The property management contractor in charge of the project has applied for a Development Variance Permit to place the structure closer to the property lines than is normally allowed under the Zoning bylaw, and for a Development Permit, as the property is part of the Highway Entry and Highway Corridor Development Permit Area defined in the Official Community Plan. The RCMP station is currently zoned P2 – Public Utilities and Services, and the minimum setback from all parcel lines, according to the Zoning bylaw, should be six meters (just under 20 feet). Design guidelines for the Development Permit Area are not strict rules, but the Development Permit allows Council to consider the design of the building, since its location forms part of the initial impression of Valemount to travellers.
The drawings submitted with the applications show the building will be located at the southwest corner of the property, abutting the Valemount Health Centre property. The drawings show two existing parking stalls would be removed and the asphalt would be extended to the concrete slab of the garage, offering access to the garage doors as well as continued access through the existing driveway.
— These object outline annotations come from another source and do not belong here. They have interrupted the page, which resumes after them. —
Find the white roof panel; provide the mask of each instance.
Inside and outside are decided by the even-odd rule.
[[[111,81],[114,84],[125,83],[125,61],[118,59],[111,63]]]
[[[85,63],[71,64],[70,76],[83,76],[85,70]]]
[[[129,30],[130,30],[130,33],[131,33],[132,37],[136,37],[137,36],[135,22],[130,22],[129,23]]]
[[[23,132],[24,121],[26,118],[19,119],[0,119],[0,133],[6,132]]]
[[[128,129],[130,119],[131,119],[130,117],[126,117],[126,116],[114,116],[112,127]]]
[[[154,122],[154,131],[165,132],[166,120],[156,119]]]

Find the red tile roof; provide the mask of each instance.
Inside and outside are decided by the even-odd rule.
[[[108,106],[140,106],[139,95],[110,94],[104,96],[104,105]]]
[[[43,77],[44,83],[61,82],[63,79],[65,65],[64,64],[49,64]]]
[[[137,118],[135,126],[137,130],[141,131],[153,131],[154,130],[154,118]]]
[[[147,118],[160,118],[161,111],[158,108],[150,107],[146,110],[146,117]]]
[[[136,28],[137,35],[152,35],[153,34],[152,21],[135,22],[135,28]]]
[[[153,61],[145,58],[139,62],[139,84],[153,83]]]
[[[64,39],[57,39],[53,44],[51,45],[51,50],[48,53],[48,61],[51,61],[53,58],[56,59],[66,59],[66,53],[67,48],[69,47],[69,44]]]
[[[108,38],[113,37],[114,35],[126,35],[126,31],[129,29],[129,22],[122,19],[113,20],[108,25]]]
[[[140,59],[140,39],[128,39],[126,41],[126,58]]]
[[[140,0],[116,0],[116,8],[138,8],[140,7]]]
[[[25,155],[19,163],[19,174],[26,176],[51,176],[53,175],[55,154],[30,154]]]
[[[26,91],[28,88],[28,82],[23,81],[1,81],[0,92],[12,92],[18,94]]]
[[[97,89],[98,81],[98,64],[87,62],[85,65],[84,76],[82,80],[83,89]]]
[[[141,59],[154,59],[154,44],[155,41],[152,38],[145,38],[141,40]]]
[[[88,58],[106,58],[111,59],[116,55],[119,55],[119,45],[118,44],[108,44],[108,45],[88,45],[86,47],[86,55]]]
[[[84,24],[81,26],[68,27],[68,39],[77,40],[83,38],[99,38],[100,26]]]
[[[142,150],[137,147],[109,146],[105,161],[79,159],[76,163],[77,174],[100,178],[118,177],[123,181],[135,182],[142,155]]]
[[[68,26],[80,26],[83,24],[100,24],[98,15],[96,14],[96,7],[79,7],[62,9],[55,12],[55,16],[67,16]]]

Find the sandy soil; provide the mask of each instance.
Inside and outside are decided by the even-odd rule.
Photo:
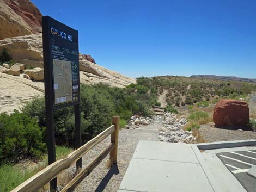
[[[157,131],[162,126],[161,120],[154,120],[149,126],[140,126],[139,129],[119,131],[118,165],[108,168],[109,157],[107,157],[76,189],[78,192],[117,191],[139,140],[158,140]],[[85,166],[95,158],[110,142],[106,138],[83,157]]]
[[[42,95],[44,82],[35,82],[20,77],[0,73],[0,113],[11,113],[20,109],[33,97]]]

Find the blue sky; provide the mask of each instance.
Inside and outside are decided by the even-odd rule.
[[[132,77],[256,78],[254,0],[32,0],[78,30],[80,52]]]

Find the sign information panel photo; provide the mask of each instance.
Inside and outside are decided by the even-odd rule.
[[[48,17],[54,106],[77,101],[79,95],[78,32]]]

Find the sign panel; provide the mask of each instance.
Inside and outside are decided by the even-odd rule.
[[[78,32],[50,17],[45,19],[48,25],[43,30],[47,30],[48,39],[44,42],[50,44],[48,64],[53,77],[53,104],[56,107],[74,103],[79,100]]]

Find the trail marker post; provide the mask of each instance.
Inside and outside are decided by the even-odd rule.
[[[78,33],[51,18],[42,17],[45,95],[49,165],[56,160],[54,112],[74,106],[76,148],[81,146]],[[76,162],[82,168],[82,158]],[[50,182],[51,191],[57,178]]]

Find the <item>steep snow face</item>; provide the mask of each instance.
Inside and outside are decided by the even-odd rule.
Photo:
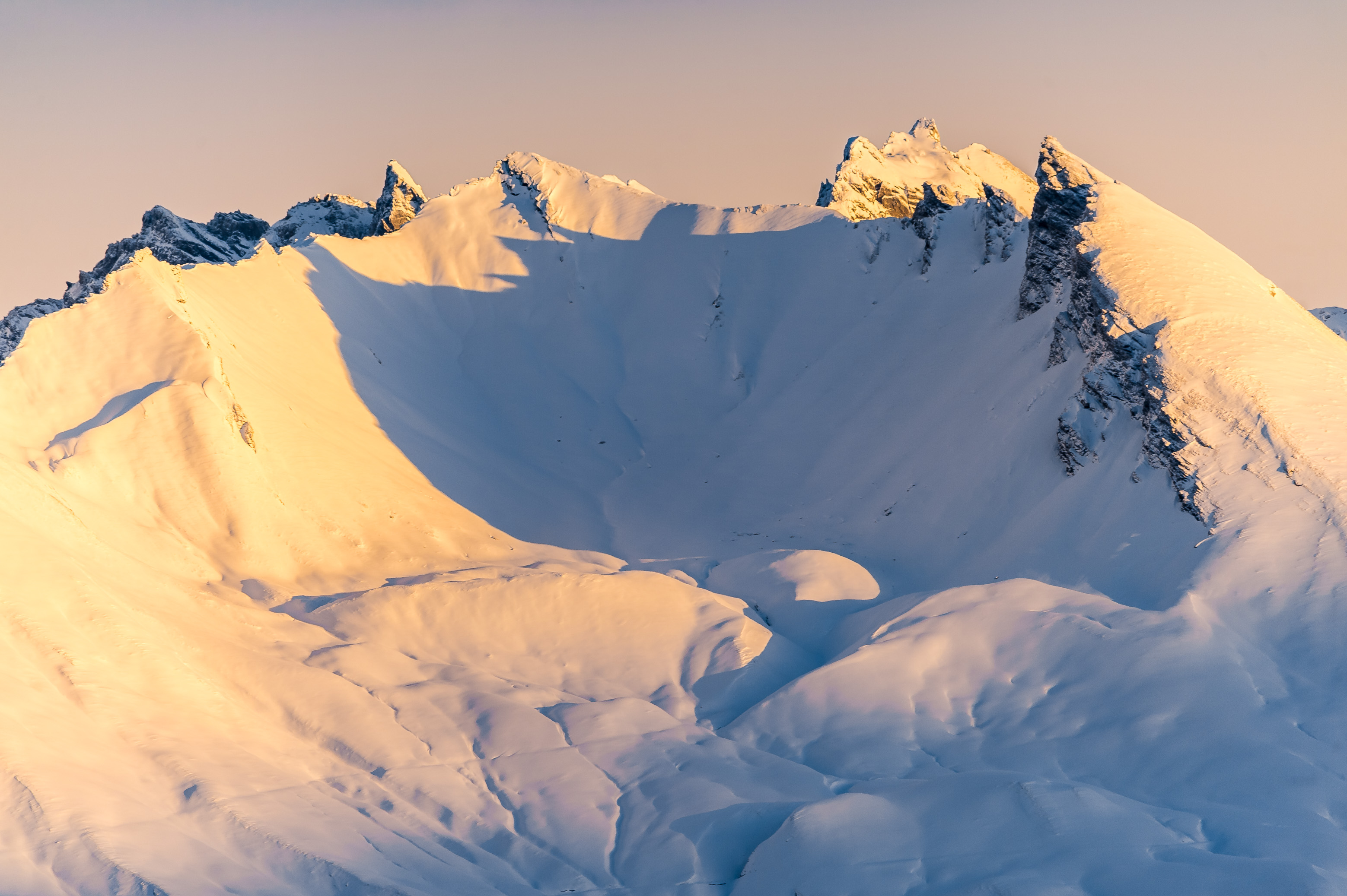
[[[935,122],[921,118],[908,133],[890,133],[882,149],[865,137],[849,140],[836,178],[823,183],[818,204],[853,221],[908,218],[927,188],[947,206],[998,195],[1021,215],[1029,214],[1034,194],[1033,180],[1010,161],[979,143],[950,152]]]
[[[426,192],[396,160],[388,163],[384,174],[384,192],[374,204],[374,235],[392,233],[416,217],[426,204]]]
[[[337,234],[360,238],[374,229],[374,209],[368,202],[338,194],[325,194],[304,199],[273,223],[263,239],[280,249],[308,237]]]
[[[1347,343],[1037,174],[517,153],[28,318],[4,891],[1347,893]]]

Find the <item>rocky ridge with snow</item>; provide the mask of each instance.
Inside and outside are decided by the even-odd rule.
[[[979,143],[950,152],[935,122],[921,118],[907,133],[890,133],[882,149],[851,137],[836,176],[819,188],[818,204],[853,221],[909,218],[925,188],[946,206],[995,195],[1021,215],[1029,214],[1036,190],[1022,171]]]
[[[337,234],[360,239],[373,231],[373,206],[353,196],[329,192],[291,206],[286,217],[273,223],[261,238],[280,249],[310,237]]]
[[[1334,313],[907,136],[902,215],[391,165],[26,318],[7,892],[1347,893]]]

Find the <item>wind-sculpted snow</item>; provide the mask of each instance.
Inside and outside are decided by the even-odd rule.
[[[393,172],[7,319],[0,892],[1347,893],[1347,343],[986,155]]]

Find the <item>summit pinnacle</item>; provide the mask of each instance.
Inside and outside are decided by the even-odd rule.
[[[370,234],[377,237],[400,230],[404,223],[416,217],[423,204],[426,204],[426,192],[420,184],[412,180],[407,168],[391,159],[384,175],[384,192],[374,204],[374,226]]]

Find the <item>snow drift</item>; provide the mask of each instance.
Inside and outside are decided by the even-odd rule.
[[[0,326],[0,892],[1347,892],[1336,311],[931,122],[152,210]]]

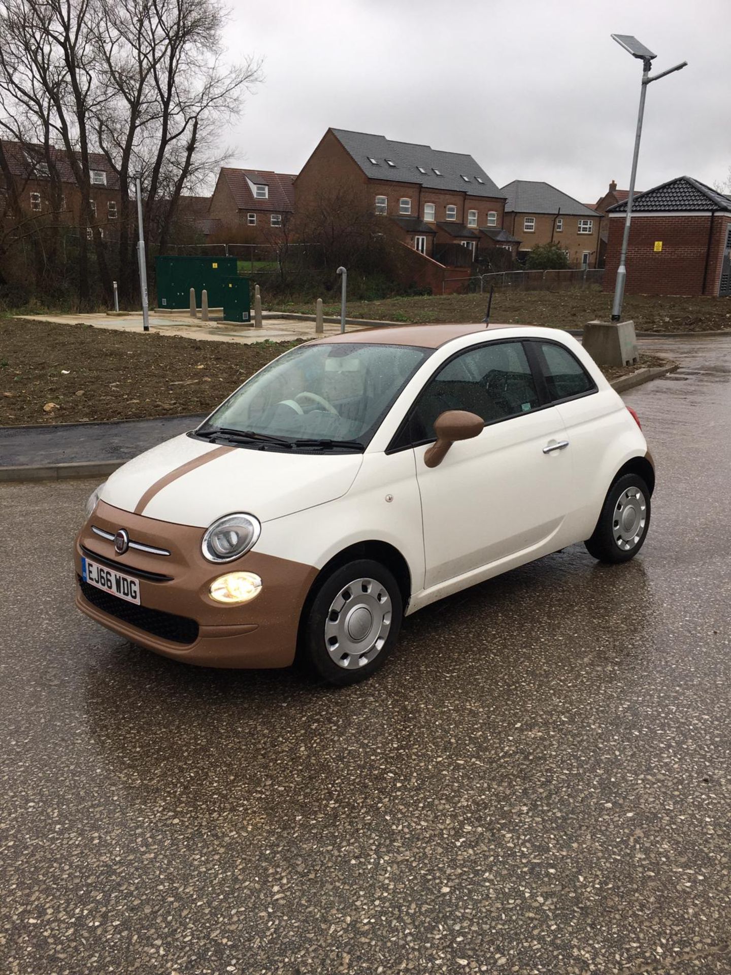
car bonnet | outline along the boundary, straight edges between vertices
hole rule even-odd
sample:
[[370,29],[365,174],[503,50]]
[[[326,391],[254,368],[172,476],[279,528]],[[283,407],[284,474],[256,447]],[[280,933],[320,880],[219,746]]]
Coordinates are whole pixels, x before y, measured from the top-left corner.
[[341,497],[362,462],[361,453],[221,447],[183,434],[120,467],[100,496],[177,525],[207,527],[236,511],[268,522]]

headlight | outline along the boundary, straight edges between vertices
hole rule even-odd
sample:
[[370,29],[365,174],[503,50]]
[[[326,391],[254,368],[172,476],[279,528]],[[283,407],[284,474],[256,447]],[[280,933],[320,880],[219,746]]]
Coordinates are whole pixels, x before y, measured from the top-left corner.
[[209,596],[216,603],[250,603],[260,590],[261,579],[255,572],[229,572],[211,583]]
[[203,556],[209,562],[233,562],[251,548],[260,531],[253,515],[226,515],[203,536]]
[[93,490],[92,493],[89,495],[89,500],[87,501],[87,506],[84,511],[85,519],[90,519],[96,510],[96,505],[99,503],[99,491],[101,490],[101,488],[104,487],[106,481],[100,484],[98,488],[96,490]]

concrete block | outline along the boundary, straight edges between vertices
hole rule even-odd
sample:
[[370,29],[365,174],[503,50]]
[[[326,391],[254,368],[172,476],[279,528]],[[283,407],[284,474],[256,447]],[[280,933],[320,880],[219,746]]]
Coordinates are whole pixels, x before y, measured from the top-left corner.
[[598,366],[632,366],[639,361],[635,323],[588,322],[582,344]]

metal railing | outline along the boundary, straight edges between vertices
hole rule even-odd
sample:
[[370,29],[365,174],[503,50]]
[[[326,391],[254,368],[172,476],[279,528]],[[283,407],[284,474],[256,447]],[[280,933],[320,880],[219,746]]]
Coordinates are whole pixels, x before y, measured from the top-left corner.
[[[495,288],[516,288],[521,291],[544,291],[552,288],[587,288],[591,285],[601,285],[604,280],[604,269],[600,268],[568,268],[565,270],[546,271],[491,271],[488,274],[473,275],[470,278],[444,278],[442,282],[442,293],[448,281],[458,281],[464,284],[463,293],[481,294],[485,288],[494,285]],[[474,284],[473,284],[474,282]]]

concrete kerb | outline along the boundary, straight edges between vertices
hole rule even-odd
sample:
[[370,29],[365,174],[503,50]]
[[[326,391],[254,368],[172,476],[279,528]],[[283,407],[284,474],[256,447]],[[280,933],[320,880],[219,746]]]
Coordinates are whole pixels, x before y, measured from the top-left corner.
[[[624,393],[628,389],[641,386],[652,379],[659,379],[669,372],[677,370],[677,363],[671,363],[669,366],[658,366],[652,369],[640,369],[630,375],[620,376],[612,382],[612,387],[618,393]],[[68,424],[73,426],[74,424]],[[105,461],[81,461],[70,464],[38,464],[26,467],[0,467],[0,484],[9,482],[33,482],[33,481],[70,481],[83,480],[86,478],[105,478],[114,473],[118,467],[126,464],[127,460],[105,460]]]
They show the garage placed six feet (approximately 1.8 meters) away from the 6th Avenue parcel line, and eight feet (approximately 2.4 meters) away from the parcel line to the west, bordering the clinic.
Project manager Nick Yarmie told the Goat he doesn’t feel there will be any issues with the setbacks, since there is a large setback already between 6th Ave and the property line.
Council expressed no concerns, and agreed at the August 28th regular council meeting to draft a permit and notify the public, to see if anyone else in the community has concerns with the plan. Both the Development Variance Permit and the Development Permit were scheduled to be considered at the September 10 Council meeting.
The property is managed by Brookfield Johnson Controls Workplace Solutions Inc. (WSI), who is under contract with Shared Services BC for property and construction project management.